When this happens I have to remind myself of the little dictum that changed my life: It is a quote by F.D.Maurice: “A man is most often right in what he affirms and wrong in what he denies.” This is wisdom: it means that when we are denying we are usually cutting ourselves off from something which is good and useful and beautiful and true. It must be all these things or good people wouldn’t hold to it.
This quote, joined with one by the poet Thomas Traherne, will change your life. Traherne wrote, “Can a man be just unless he loves all things according to their worth?” See, love all things. ALL THINGS!. What? Yes, but ‘according to their worth’. By all means, therefore, love a Big Mac, but according to it’s worth, for next to a five course French meal the Big Mac’s worth is perhaps much less.

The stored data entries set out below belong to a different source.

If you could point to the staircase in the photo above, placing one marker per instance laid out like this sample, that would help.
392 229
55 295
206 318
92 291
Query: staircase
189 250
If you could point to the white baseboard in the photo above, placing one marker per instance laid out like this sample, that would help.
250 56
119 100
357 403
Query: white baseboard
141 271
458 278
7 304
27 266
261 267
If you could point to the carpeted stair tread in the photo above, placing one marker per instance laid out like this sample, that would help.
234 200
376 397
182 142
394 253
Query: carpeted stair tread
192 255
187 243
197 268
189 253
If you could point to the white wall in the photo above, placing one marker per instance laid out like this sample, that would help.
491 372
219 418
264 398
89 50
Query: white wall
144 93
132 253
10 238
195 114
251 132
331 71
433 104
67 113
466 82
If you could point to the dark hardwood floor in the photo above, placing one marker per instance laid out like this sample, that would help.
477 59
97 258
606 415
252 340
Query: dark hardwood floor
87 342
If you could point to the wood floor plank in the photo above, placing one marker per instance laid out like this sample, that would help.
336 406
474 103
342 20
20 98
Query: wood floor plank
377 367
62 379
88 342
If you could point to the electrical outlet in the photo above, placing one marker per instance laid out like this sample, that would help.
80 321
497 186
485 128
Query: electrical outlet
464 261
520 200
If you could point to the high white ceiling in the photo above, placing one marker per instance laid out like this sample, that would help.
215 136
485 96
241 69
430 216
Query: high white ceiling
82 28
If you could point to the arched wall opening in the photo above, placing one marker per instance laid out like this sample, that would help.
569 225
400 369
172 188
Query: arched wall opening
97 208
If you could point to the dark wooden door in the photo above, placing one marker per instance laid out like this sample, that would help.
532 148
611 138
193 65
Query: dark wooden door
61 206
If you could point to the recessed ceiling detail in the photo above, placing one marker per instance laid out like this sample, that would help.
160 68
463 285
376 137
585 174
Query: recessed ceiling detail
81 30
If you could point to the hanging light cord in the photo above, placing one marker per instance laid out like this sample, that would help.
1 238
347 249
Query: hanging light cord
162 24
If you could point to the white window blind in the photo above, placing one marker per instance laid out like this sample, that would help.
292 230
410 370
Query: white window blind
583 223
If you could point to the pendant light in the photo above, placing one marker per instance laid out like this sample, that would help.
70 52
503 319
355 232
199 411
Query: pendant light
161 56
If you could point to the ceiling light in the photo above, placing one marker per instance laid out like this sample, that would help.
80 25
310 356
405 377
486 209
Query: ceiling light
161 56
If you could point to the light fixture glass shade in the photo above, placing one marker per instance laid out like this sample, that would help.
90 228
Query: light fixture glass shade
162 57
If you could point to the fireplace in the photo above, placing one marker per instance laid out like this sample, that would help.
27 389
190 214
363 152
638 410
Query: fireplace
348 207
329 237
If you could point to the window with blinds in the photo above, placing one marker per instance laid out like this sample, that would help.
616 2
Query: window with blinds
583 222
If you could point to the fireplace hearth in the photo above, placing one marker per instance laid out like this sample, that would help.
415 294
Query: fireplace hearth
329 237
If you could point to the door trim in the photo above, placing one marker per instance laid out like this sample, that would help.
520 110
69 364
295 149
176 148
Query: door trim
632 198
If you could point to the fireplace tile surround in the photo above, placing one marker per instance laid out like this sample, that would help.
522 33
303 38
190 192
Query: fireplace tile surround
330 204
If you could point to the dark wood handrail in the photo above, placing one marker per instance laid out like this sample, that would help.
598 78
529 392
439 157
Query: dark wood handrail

In college I joined the opera chorus against my first inclination. But when I thought about it I came to the conclusion that lots of decent people, people more educated and wiser and older than I seemed to like opera, so maybe my dislike of fat ladies bellowing in Italian was something I ought to get over. So with an open mind I joined the opera chorus and learned to like Puccini, who’s worth was much more than the music I had loved up to that time.
Same with religion. When confronted with something new we all need to have an open mind and open heart and realize that God has far more goodness and truth and beauty in store for us than we can ever imagine, and we should stop being so picky.